Coal Age explores the future of mine mapping and management with drones
by carly leonida, european editor
The use of drones in mining has experienced a boom in recent years. Aside from being widely available and affordable to use, they offer a multitude of safety benefits, particularly in mapping applications.
Drones support an automated workflow and allow data to be collected quickly, more frequently, in many cases, with better coverage than through manual methods. Campaigns that traditionally required a full team for days or weeks can now be completed in hours or days with the help of drones.

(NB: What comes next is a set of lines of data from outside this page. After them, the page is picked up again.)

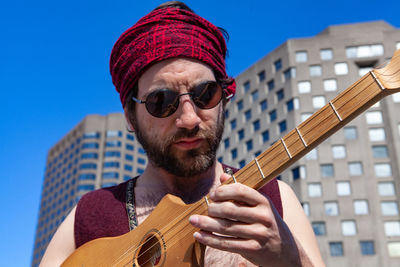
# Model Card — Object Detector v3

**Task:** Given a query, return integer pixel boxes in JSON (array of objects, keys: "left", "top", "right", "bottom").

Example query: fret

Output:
[
  {"left": 329, "top": 101, "right": 342, "bottom": 121},
  {"left": 296, "top": 127, "right": 308, "bottom": 147},
  {"left": 254, "top": 158, "right": 265, "bottom": 179},
  {"left": 281, "top": 138, "right": 292, "bottom": 158},
  {"left": 369, "top": 70, "right": 386, "bottom": 91}
]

3GSM is dedicated to the detailed analysis of rock and terrain using 3D images or models generated using drone-collected data, explained Markus Pötsch, customer support and sales manager. “The use of drones has led to the collection of more comprehensive data set,” he said. “Data from highwalls and bench faces can now be gathered at the same time as from the floor and top of benches. Drones have the ability to change their flight path, altitude and camera angles easily, which is difficult or even impossible with pure terrestrial imaging.”

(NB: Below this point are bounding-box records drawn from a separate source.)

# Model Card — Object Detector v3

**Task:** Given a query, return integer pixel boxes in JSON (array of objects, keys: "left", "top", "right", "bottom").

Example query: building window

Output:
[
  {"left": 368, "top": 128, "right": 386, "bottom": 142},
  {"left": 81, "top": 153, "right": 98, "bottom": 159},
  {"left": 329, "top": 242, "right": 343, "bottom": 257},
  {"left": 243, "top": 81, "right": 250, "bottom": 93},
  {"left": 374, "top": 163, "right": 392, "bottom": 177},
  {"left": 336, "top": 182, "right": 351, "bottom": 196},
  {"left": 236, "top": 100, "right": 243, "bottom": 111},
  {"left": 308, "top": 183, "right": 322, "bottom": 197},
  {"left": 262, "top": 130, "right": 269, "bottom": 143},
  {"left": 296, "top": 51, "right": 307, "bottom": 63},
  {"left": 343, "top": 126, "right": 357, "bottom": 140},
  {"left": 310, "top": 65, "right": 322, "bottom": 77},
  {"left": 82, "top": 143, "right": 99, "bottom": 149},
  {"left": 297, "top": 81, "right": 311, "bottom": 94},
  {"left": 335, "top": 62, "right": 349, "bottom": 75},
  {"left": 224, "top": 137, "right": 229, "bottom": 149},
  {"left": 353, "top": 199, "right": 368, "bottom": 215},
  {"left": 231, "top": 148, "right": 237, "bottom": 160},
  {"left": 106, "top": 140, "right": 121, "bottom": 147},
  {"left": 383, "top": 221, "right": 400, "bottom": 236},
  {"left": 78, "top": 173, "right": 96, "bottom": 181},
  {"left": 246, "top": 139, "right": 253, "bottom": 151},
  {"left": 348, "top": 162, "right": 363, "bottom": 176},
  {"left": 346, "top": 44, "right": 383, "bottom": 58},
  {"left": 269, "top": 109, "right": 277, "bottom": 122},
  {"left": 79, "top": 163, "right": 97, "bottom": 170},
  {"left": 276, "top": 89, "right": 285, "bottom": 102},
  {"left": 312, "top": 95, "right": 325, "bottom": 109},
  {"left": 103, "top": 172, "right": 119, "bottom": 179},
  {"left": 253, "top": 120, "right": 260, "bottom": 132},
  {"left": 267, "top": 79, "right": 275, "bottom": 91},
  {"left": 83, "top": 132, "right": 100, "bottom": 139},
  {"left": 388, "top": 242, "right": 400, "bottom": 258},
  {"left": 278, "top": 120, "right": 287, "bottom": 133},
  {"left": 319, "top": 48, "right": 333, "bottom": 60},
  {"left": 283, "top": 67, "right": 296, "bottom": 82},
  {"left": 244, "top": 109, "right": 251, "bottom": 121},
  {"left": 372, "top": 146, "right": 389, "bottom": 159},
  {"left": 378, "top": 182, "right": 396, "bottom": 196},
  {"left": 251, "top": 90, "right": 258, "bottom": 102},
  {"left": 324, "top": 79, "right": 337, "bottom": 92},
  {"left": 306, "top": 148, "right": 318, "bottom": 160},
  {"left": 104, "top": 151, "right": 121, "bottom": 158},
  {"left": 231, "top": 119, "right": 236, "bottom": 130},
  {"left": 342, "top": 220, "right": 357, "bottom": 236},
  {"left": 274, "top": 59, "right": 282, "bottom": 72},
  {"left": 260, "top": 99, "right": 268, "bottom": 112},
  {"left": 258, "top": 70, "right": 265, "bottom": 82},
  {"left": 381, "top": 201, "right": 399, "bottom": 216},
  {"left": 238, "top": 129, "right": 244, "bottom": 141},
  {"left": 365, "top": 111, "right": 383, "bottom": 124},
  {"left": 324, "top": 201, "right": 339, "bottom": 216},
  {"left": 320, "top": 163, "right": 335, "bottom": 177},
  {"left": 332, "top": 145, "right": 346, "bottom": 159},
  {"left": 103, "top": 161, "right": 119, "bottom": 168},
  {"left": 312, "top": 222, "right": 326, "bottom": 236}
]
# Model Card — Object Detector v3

The 3GSM team has noticed that mapping data gathered by drones usually shows a higher level of detail compared to data gathered terrestrially. The coverage is more complete, and data sets have a high level of redundancy, which is important for 3D model generation.
“The amount of data collected by drones for mining projects can be overwhelming,” Pötsch said. “It’s important that software products can handle this without compromising performance and accuracy. Mining operations, particularly those in remote areas, may suffer from suboptimal network connections, so it’s also important to have software running on local computers as well as in the cloud. The software should be able to process the data and display the results on a standard computer and it should be easy to learn and easy to use in order to provide real value to people and operations.”
“Another advantage is that drones can be deployed during normal operations (except for blasting) without having to stop any mining activities,” said Delta Drone International CEO Christopher Clark. “Terrestrial scanners require multiple setups, yielding digital terrain model data sets with large gaps making them inferior to drone-captured data. These are then not suitable for producing complete pit models on a daily basis.”
Oftentimes, mining operations need to stop while the surveyor gathers data, which means loss of production.
LiDAR Above and Below Ground
Drone-mounted light detection and ranging (LiDAR) technology has evolved significantly over the past five years, and COVID-19 further accelerated its adoption due to the fact that manned aircraft could not easily traverse borders for nearly two years. Above ground, drone-mounted LiDAR scanners can be used to quickly capture entire and accurate digital twins of stockpiles and infrastructure for volume calculations, condition monitoring, change detection, reverse engineering, and space management, among other things.
Clark explained: “Traditionally, drone LiDAR technology has been a clumsy collaboration between first generation sensors and bolted on laser scanners from various manufacturers. These components didn’t always integrate well and required manual intervention at times. In addition, the excessive physical weight of the sensor limited operations to large multi-rotor drones, which capped flight endurance to around 12 minutes.
“The current generation of LiDAR sensors are significantly lighter (around 750 g) and better integrated, which allows us to operate fixed-wing vertical take-off and landing (VTOL) drones. These models can cover over 350 ha in a single 90-minute flight.”
While surface mining operations have seen many benefits, the largest impact of drones over the past three to five years has been in GPS-denied environments, particularly underground. Drones provide a safe and efficient method to gather excavation data, including areas that have experienced a fall-of-ground.
“However, an autonomous drone equipped with LiDAR technology and a camera can enter excavations without endangering personnel as the drone operator resides in a safe position underground,” Clark said.
As drone technology becomes widely accepted, new technologies are continually coming to the fore. With each advancement comes better artificial intelligence (AI) capabilities, more stable flights, and smaller airframes that have integrated or modular cameras.
Drone Nerds specializes in helping enterprises, including those in mining, to find the best solution for their needs. Giovanni Ruiz, director and technical solutions engineer, explained.
“The most important benefit drones offer within mining applications is their ability to access tight or unstable areas without sending in ground crews. Drones can be customized with different payloads for different purposes, including optimized gas imaging (OGI) cameras, thermal cameras, or simultaneous localization and mapping (SLAM)-based LiDAR equipment for mapping.
Carlos Fraga, director of research and development, added: “UAVs that are equipped with the right tools and payloads will be able to ‘see’ and capture data much faster than a team performing the same activities on foot.”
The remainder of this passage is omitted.